Let’s take a closer look as we turn around to head for the airport.

Aha! That is new. A new lead opening up near Billygoat Island. That’s Town Island behind it.

My last shot was an attempt to catch a glimpse of conditions at Devil’s Gap. It’s not much good for that, but it’s a lovely picture of some snow clouds!

Gordon Island and Galt Island near the bottom of the frame, Devil’s Gap near the center of the picture.

It’s getting late, and I have to fly again tomorrow, so I’ll have to check this over, post it and go to bed.

March 30, 2019: Satellite Saturday

It’s been too cloudy to produce any clear satellite images since the 27th, but what we can do is look back to see how this March compares to the same time in previous years.

First, let’s get oriented. Here’s a similar picture from later in the spring that I marked up with some place names.

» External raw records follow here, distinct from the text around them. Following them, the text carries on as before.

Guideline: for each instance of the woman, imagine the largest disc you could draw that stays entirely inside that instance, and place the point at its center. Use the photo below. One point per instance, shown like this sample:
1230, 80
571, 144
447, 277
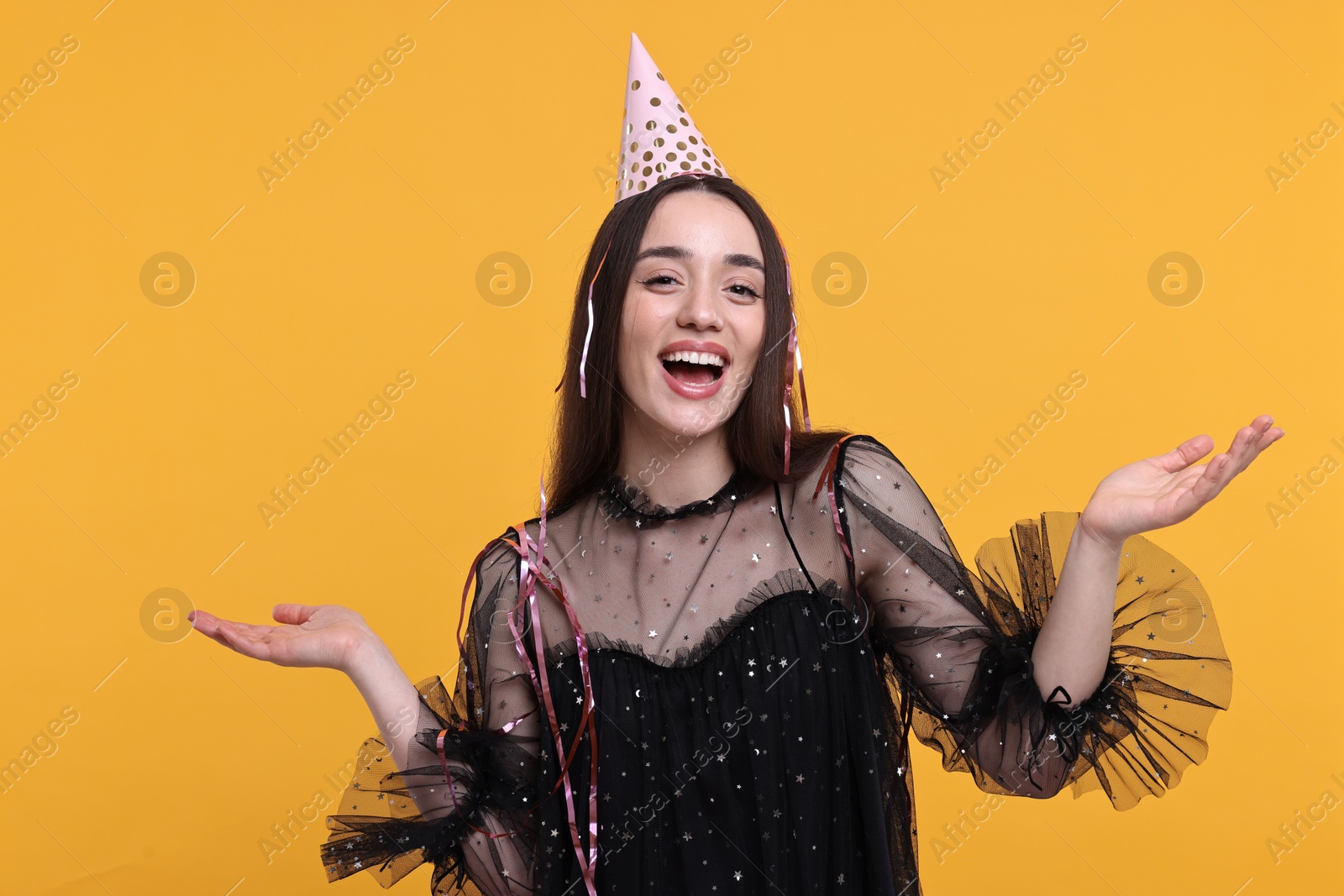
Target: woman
709, 674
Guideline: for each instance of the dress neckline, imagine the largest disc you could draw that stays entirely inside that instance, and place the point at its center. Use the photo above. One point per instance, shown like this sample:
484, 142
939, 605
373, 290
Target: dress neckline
622, 499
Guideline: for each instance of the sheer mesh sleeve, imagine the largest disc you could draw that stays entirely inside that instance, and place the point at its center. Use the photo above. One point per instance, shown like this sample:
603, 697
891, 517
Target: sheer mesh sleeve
958, 645
391, 821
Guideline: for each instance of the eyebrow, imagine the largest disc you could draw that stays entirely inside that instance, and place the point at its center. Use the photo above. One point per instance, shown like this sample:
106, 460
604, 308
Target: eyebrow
732, 259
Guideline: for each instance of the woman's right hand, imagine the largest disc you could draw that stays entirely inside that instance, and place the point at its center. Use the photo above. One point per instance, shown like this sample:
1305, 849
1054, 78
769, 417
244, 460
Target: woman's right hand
328, 636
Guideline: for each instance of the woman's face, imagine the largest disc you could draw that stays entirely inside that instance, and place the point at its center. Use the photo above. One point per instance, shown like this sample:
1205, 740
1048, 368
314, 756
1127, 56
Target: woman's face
694, 317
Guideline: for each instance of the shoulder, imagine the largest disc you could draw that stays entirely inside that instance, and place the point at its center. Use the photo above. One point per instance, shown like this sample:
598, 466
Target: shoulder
858, 456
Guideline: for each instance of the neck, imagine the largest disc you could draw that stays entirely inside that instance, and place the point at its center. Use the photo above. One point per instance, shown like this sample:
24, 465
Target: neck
674, 469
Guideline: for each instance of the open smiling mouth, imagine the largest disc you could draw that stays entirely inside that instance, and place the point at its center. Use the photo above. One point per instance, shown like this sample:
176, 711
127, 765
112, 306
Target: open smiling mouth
692, 369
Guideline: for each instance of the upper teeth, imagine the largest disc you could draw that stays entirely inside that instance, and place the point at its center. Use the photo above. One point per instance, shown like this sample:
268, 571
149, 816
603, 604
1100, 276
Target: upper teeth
694, 358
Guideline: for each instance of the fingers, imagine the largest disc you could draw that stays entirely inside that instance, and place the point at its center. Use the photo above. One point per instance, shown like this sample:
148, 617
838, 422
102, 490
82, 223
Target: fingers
293, 613
1186, 453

Now to business. Here are a set of false colour images from the end of March. The false colour looks weird, but it gives the most contrast between ice and water.

2018 is in there because of the similarities to this year. 2017 was a mild, early spring. 2014 was an exceptionally cold, late thaw.

The black squiggles near the top of each frame are open water on the Winnipeg River. Near the middle of the pictures you can sometimes pick out water at Big Narrows. 2019 and 2018 are a close match, but I think this year’s going a little better. Also, there’s a three day difference in the dates, because some days were too cloudy for satellite shots.

The bottom pair show the range of conditions you can see at this time of year. 2017 was mild: by late March the Winnipeg River was almost entirely open, and the Rainy River was opening things up at the south end of the lake. Ice-out that year was in late April. On the other hand, 2014 was unusually bitter, and there was hardly any open water at all. In fact, Lake Superior (not shown) was 90% frozen, which is wild for the end of March. Lake of the Woods wasn’t ice free until May 21st that year.

Thanks to Liam Gumley, of the Space Science and Engineering Center at the University of Wisconsin-Madison for permission to crop, annotate and use these pictures.

What does all this mean for this year? It means we’re doing about average. Yes, things look a lot like 2018, and that was a late spring. But it was late mainly because of a nasty stretch of frigid weather in Late April and early May. That shouldn’t happen this year. The first few days of April will be below normal, but as we head into the second week of April, temperatures should swing up, and at least one forecast says we might see shirtsleeve temperatures by the middle of the month. Let’s hope that prediction holds up.